Rotterdam provides a full picture of what it now means to attempt to create a future ‘circular economy’ of hydrogen, with multiple initiatives that seek to be mutually reinforcing. Its wide ranging initiatives include production (green and blue), infrastructure, the development of imports, setting up of import terminals, setting up a hydrogen exchange, and current work on applications in multiple sectors.
“I find this to be an inspiring time,” says Castelein.
Energy flows through the Port of Rotterdam now account for some 13% of the EU’s total energy needs, mostly in the form of crude oil for fuels and petrochemicals. This energy flow will change significantly according to Martijn Coopman, Program Manager for the Port of Rotterdam, who was also speaking at the Summit in a session hosted by the Embassy of the Kingdom of the Netherlands in GCC.
Currently the Port’s industries have nearly a half million metric tons (Mt) of demand for hydrogen annually, with this expected to expand to 1.2 Mt by 2030, and a rapid increase expected after that. Blue hydrogen will be produced locally, but the Port has committed to deploy blue hydrogen only as a transition fuel, phasing it out in favor of green hydrogen by 2050.
As demand for green hydrogen increases in Germany, Holland, Belgium and elsewhere in the EU, the flow of hydrogen through the Port could increase to 20 million Mt by 2050. To produce it by renewable energy will require, according to the Port’s calculations, 200GW of installed wind capacity. To put this in context, currently The Netherlands receives 1GW of wind energy from its part of the North Sea, and this may rise to 60GW by 2050. So most of the flow of green hydrogen through Rotterdam will need to come from imports.
The Port is now entering MOUs and joint partnerships with potential exporters. One interesting partnership, according to Coopman, is with the Port of Sohar in Oman.

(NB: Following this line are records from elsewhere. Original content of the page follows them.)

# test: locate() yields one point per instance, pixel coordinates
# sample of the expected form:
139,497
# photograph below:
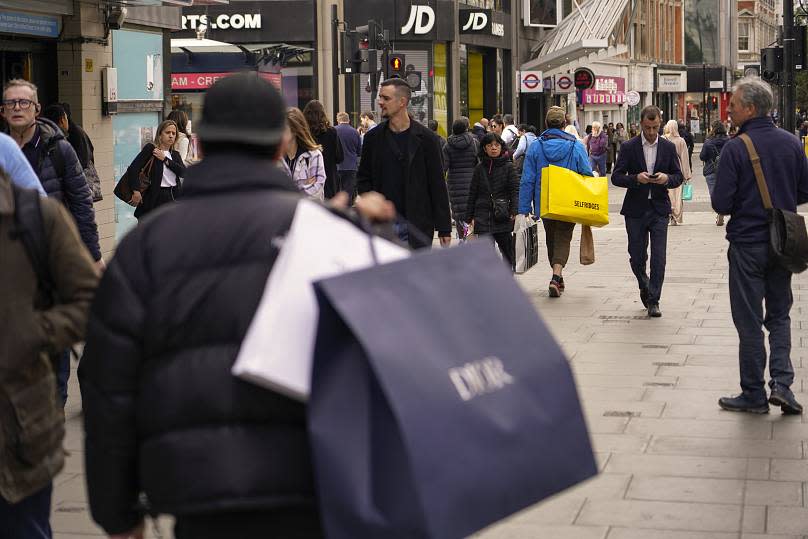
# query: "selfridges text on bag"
425,424
526,243
571,197
788,238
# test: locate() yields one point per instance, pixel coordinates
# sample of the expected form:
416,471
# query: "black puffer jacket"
70,189
459,160
163,414
492,176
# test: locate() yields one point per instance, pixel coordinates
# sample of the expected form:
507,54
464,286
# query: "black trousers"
347,183
505,242
279,524
640,230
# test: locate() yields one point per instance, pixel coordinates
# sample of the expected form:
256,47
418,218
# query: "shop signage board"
584,78
12,22
607,91
203,81
564,84
530,82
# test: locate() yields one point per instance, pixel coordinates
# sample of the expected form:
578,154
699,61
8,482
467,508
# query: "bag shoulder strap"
31,231
761,179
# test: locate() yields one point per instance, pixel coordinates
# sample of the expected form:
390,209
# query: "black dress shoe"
644,297
784,398
742,403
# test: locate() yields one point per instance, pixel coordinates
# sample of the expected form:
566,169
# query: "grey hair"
755,92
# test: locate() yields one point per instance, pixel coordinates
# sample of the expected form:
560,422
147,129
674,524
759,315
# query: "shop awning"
581,39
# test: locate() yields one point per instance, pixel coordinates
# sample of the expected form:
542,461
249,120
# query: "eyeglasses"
24,104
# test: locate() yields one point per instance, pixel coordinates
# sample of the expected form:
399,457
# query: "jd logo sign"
475,21
421,21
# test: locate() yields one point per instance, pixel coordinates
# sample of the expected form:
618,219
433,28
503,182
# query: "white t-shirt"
169,178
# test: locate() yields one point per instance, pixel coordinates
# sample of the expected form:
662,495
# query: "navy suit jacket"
631,162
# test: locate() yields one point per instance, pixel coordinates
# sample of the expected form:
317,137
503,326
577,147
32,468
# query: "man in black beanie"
166,422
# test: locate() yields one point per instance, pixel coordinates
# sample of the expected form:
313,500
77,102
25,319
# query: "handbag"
687,191
438,434
526,243
788,238
571,197
123,189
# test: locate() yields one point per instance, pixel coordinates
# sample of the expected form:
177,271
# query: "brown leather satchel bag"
123,189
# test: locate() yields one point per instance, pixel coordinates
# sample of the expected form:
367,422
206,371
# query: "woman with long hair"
330,145
494,195
597,145
163,167
304,156
183,143
677,206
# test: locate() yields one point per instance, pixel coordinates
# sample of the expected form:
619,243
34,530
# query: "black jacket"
459,159
163,414
426,196
175,164
497,177
710,152
631,162
332,155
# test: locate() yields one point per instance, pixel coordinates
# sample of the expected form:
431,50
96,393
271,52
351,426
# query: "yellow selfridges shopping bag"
569,196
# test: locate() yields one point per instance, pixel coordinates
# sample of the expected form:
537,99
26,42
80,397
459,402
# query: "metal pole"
335,60
788,66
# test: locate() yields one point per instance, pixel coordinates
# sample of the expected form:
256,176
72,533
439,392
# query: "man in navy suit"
647,167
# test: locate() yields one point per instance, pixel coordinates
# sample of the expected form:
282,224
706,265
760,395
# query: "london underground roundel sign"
584,79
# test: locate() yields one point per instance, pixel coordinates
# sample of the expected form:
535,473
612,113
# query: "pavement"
672,464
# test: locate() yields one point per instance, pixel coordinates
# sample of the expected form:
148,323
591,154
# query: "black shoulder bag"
788,238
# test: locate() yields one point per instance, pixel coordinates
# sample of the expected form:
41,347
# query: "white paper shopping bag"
278,348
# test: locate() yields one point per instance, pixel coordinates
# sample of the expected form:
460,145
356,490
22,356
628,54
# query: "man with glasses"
56,165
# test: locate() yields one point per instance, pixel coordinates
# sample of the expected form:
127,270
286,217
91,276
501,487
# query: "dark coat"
710,152
332,155
427,196
31,419
460,156
492,177
736,193
631,162
175,164
163,413
70,189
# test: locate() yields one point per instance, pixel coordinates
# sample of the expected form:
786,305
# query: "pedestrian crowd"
163,326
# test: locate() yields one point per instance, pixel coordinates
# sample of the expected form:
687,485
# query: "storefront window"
440,83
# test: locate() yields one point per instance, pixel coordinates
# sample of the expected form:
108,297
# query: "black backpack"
29,227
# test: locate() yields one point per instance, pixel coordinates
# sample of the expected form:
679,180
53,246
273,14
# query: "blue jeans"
598,162
63,374
753,280
640,230
710,178
27,519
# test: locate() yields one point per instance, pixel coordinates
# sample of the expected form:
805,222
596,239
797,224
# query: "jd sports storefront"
423,33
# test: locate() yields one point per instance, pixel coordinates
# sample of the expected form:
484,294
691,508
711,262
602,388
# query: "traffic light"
396,66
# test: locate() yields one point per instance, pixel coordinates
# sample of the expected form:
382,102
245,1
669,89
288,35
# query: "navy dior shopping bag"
426,424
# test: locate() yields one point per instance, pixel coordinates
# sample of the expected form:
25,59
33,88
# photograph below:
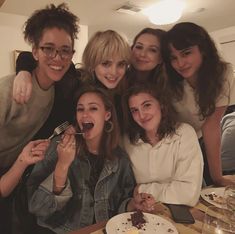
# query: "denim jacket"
75,207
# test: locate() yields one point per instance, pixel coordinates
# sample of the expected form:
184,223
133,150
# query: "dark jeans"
206,172
14,215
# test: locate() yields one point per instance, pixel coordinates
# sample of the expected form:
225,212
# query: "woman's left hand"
33,152
66,150
143,201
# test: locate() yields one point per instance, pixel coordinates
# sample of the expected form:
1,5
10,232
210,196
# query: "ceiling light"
165,11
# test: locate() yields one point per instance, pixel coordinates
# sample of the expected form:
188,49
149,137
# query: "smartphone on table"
181,213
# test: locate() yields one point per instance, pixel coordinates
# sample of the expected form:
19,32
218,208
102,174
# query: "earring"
108,126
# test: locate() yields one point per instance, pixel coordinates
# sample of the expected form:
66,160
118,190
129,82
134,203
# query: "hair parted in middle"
102,46
211,74
168,121
110,139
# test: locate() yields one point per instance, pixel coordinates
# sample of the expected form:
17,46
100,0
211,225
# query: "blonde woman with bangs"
104,63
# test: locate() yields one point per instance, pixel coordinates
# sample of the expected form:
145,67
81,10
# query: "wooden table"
161,210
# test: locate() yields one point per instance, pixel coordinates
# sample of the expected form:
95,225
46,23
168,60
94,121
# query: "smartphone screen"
181,213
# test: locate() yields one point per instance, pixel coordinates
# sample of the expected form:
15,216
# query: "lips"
87,126
56,68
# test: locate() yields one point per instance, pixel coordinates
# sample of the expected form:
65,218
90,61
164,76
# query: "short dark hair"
169,116
109,140
49,17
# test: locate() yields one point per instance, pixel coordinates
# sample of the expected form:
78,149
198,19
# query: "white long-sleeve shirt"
172,170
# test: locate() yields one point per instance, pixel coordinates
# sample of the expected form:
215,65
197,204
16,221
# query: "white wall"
225,41
11,39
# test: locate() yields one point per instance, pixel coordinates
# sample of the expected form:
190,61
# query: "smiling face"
146,112
50,70
91,112
187,62
146,52
111,71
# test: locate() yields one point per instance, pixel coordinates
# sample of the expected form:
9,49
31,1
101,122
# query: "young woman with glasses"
54,29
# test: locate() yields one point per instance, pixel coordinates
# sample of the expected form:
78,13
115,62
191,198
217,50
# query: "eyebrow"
140,43
146,101
188,48
90,103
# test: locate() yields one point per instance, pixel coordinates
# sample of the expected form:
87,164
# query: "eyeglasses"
51,52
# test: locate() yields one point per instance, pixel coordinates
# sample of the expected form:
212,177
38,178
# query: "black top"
96,166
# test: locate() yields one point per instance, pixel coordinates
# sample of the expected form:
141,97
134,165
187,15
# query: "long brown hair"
109,140
211,73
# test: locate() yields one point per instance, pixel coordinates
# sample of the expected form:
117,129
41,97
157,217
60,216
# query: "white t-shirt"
188,109
171,170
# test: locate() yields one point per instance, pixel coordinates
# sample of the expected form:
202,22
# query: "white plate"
213,191
154,224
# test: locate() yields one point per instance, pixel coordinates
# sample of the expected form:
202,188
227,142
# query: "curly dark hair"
49,17
168,121
109,140
211,73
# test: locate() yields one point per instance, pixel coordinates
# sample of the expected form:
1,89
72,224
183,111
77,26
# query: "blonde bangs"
104,46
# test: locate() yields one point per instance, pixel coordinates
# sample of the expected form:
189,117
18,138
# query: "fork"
61,128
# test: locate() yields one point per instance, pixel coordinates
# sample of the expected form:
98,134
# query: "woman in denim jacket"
85,178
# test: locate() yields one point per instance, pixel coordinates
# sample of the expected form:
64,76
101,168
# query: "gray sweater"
19,123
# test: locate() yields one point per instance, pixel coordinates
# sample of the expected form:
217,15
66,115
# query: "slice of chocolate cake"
137,219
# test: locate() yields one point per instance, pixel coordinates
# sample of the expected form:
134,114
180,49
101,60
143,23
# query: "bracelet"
60,186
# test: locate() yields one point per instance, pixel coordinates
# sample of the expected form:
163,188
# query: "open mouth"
87,126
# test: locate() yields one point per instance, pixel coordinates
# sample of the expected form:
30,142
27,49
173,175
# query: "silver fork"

The port on the Omani coast, in development since 2004, is actually a joint venture between the Port of Rotterdam Authority and the Sultanate of Oman.

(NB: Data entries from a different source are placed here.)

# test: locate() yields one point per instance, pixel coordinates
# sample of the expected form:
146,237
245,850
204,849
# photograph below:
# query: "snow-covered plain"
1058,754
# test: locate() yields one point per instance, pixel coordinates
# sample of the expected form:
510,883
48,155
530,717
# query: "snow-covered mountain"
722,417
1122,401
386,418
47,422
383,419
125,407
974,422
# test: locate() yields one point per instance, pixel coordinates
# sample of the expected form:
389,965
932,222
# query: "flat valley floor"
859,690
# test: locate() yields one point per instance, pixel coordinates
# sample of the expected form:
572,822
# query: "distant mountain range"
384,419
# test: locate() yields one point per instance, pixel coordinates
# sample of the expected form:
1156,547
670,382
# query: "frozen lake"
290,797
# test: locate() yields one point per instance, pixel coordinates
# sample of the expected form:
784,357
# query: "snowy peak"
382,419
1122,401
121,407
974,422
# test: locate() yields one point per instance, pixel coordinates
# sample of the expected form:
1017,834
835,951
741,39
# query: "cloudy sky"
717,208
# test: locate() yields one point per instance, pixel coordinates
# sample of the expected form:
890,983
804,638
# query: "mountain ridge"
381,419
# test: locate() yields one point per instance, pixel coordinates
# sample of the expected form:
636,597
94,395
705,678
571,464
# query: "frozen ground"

A recently announced project will create hydrogen from solar power by electrolysis, with on-site storage for use by the Port of Sohar’s industries. While it’s a modest first project, the Port has an ambitious plan for solar PV development on-site for further development of hydrogen production. Oman is widely seen to have potential to become a net exporter of green hydrogen fuel.

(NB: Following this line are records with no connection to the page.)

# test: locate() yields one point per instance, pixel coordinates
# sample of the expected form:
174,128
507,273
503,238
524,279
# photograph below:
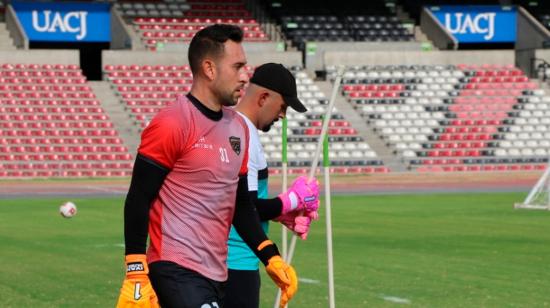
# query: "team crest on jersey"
235,144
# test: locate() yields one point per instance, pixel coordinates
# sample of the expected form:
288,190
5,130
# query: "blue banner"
65,21
478,23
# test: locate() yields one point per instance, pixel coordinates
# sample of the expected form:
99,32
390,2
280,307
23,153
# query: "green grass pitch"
443,250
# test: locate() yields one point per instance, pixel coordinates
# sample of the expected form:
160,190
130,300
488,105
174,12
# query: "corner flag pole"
324,131
284,237
328,213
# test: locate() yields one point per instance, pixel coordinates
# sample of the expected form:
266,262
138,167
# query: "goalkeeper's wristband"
266,250
136,264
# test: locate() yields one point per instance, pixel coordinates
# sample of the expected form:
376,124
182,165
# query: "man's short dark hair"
209,42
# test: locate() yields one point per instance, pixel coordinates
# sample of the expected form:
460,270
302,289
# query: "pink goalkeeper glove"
301,196
297,222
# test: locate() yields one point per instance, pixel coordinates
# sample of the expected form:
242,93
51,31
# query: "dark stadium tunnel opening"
89,55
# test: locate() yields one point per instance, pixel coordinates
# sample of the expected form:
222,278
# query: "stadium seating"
333,22
51,125
162,22
454,118
145,89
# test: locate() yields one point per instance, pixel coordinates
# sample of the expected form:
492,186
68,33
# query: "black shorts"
179,287
242,289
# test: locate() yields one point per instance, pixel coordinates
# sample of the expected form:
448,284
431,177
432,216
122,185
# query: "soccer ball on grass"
67,209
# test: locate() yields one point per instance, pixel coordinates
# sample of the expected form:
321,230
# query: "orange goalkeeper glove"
137,291
284,276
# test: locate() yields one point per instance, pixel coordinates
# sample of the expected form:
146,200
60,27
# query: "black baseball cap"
276,77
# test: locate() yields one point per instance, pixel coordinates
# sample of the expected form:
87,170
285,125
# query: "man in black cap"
271,90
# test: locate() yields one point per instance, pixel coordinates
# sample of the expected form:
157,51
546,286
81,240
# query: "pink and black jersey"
206,152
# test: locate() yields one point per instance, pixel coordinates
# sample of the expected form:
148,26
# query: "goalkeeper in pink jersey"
272,89
189,184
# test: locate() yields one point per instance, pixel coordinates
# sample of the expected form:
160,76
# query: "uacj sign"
65,21
478,24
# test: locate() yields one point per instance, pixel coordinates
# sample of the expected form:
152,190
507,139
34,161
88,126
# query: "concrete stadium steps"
385,153
120,117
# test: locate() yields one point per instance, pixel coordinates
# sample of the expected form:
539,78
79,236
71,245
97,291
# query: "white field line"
395,299
307,280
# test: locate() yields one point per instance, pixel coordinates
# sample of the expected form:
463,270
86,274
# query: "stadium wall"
401,57
436,32
15,29
58,56
167,58
121,37
533,36
315,52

Robin Mills, CEO of Qamar Energy, speaking at the same session, presented data showing nearly 3GW of wind and solar PV in construction, bid or study phases in Oman with intended completion by 2024. He noted that the best combined solar and wind resources in the region are in northwest Saudi Arabia and in southern Oman.
It is no coincidence, Mills said, that the region’s two largest green hydrogen projects now under development are in these areas of coincidence of intense solar and wind power, at NEOM in northwest Saudi Arabia and at Duqm in Oman. The Hyport Duqm project will produce up to 500MW electrolyser capacity on-site, for production of green hydrogen for local industries as well as eventual export to Europe.